Pinto: You mentioned genetic screening is performed in Malaysia, is this neonatal screening?
Chee: The techniques are available, but are not compulsory, but voluntary. PKU is done in hospital, other tests are performed if the parents seek them.
Pinto: You mentioned privatization had begun due to the problems in the lack of funding of the public heath scheme. Is the government moving towards a semi-private health care system? In Canada, there is discussion of a fully private system like the USA.
Chee: In Malaysia it is not fully clear, there is a lot of discussion behind closed doors. The government idea is corporization, so that all large hospitals will become corporate entities, and function in that way. The word corporization is used rather than privatization because the ownership still resides with the government. What is unclear is how the hospitals will be managed, and whether communities or local governments can have representatives, it is up to the political environment, and negotiations to determine this.
Verma: You have a multiracial society, a majority Muslims, then Chinese, and some Indians. What are the laws for abortion? I have been involved in thalassemia genetic screening, which is a common disease in your country, and the current strategy is to avoid by aborting an affected fetus. What is the current situation in Malaysia?

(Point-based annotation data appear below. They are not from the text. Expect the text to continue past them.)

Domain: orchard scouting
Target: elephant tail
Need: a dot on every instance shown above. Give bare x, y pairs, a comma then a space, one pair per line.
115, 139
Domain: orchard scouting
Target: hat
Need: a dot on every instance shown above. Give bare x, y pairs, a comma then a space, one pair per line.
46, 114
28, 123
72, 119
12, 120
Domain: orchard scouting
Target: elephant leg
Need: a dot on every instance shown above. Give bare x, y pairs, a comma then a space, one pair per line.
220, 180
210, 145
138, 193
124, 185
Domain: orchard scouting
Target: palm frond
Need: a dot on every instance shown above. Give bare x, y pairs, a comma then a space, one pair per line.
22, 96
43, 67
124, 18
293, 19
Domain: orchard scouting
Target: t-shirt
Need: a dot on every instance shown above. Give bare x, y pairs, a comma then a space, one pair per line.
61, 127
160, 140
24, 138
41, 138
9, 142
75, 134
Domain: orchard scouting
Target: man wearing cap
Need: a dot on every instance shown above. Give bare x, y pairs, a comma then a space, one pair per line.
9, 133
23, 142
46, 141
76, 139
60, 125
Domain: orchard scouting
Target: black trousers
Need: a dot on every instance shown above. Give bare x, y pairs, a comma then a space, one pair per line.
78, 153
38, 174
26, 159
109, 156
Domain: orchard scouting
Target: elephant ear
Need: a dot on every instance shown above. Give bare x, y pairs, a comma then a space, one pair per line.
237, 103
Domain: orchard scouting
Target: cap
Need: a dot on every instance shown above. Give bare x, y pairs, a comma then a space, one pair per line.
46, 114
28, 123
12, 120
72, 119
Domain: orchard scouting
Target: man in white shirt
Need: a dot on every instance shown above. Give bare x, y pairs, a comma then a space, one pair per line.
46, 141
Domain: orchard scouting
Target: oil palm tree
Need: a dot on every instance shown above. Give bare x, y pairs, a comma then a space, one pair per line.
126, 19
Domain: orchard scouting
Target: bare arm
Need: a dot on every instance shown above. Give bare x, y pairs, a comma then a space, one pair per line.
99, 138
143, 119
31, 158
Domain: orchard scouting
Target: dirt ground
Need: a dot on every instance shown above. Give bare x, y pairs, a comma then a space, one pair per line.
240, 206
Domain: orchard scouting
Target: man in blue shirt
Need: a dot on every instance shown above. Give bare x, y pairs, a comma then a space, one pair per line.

Chee: This would not be the official government policy, but I am not sure. Abortions are legal if the continuation of the pregnancy endangers the health of the mother, it can include physical and mental health. Among international abortion laws it is one of the more liberal ones according to Dr Kishore, but it was the result of a very long campaign by womenfs organizations against violence in women. Before 1989 when the current law was introduced, abortions were only allowed if the life of the mother was at stake. However, after the campaign, the law was changed.
Qiu: I would like to know whether Asian values play any role in shaping bioethics in Malaysia, and if they do, in which aspects.
Chee: I am not sure what you mean when you say Asian values? From what I have heard about these values, it is something to do with Confucianism or Islam, and if it is so, in my opinion, these thoughts do not represent all of Asian society. In my paper at the University of Tsukuba, I used some data from women in a low income community, in a Confucian society. I looked at their reproductive decision making, and they voiced some strong values, like abortion is bad or immoral. However, they would go ahead and do it anyway with their own justification. This may be an alternative foundation for bioethics thinking also. Asian society is so diverse, and there are so many groups, ethnic groups and social classes, men and women, so I do not know how we can find Asian values truly representative of everyone.
Sakamoto: Thank you. In relation to Prof. Quifs question, one of the objectives of this session is to try to clarify whether there are any fundamental differences between Euro-American Bioethics and our Asian ways of thinking and living, in a philosophical approach. If possible we will try to find a way to harmonize both bioethics. From that point of view, I ask you one question. Your prime minister always seems to be against fundamental human rights, but in Western standard, if there is some problem of genetics, they always refer to fundamental human rights.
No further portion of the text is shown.